Rap et mangas, main dans la main
Les BD japonaises ont particulièrement bousculé l’imaginaire de ces artistes urbains. Apparus plus ou moins au même moment en France, rap et mangas ont connu un développement similaire. Avant que l’Hexagone ne devienne le deuxième pays consommateur de mangas et que le rap ne domine le marché musical francophone, ces deux cultures ont d’abord été ignorées puis ont fait l’objet de vives critiques médiatiques. L’une a été jugée, sous sa forme télévisée, trop violente par le CSA. L’autre fut qualifiée plus tard de « sous-culture d’analphabète ». Reliées par cette évolution commune, c’est tout naturellement qu’elles se sont mélangées.
Les premières références aux mangas dans le rap ont fleuries en 1990, lâchées assez timidement par des artistes tels que IAM et Doc Gynéco. Elles se sont ensuite multipliées et diversifiées. Aujourd’hui, de nombreux rappeurs sont connus pour évoquer régulièrement les mangas dans leurs morceaux. On compte parmi eux Orelsan, Nekfeu, Youv Dee, Luv Resval, Sheldon, Django, Vald ou encore Tengo John.

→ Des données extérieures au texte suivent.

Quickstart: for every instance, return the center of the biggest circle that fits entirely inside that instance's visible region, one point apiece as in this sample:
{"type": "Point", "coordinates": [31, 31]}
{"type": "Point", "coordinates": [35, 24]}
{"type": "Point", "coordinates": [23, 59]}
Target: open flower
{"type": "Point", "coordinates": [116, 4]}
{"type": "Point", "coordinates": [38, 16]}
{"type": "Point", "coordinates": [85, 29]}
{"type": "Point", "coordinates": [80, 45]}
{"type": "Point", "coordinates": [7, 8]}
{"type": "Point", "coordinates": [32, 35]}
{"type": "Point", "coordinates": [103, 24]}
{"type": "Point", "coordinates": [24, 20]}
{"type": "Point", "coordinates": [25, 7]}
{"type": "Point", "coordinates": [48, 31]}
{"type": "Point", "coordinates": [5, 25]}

L’une des raisons qui pousse ces artistes à parler de mangas, c’est d’abord la volonté de dévoiler à leurs auditeurs les œuvres qui les ont marqués, avec lesquelles ils ont grandi et qui, pour certaines, les accompagnent encore aujourd’hui. Les mangas cités varient ainsi selon l’âge des rappeurs. Les artistes nés dans les années 70 ou 80 comme Alkpote et Booba vont mentionner Albator, Goldorak ou Saint Seiya, les animés en vogue à leur époque. Ceux nés dix ou vingt ans plus tard se tournent davantage vers les œuvres du Big Three. Orelsan, par exemple, décrit au détour de plusieurs références, notamment à One Piece, son adolescence grandement influencée par ces produits japonais (« J’ai regardé One Piece huit fois, les 460 épisodes » nous annonce-t-il fièrement dans le morceau 2010).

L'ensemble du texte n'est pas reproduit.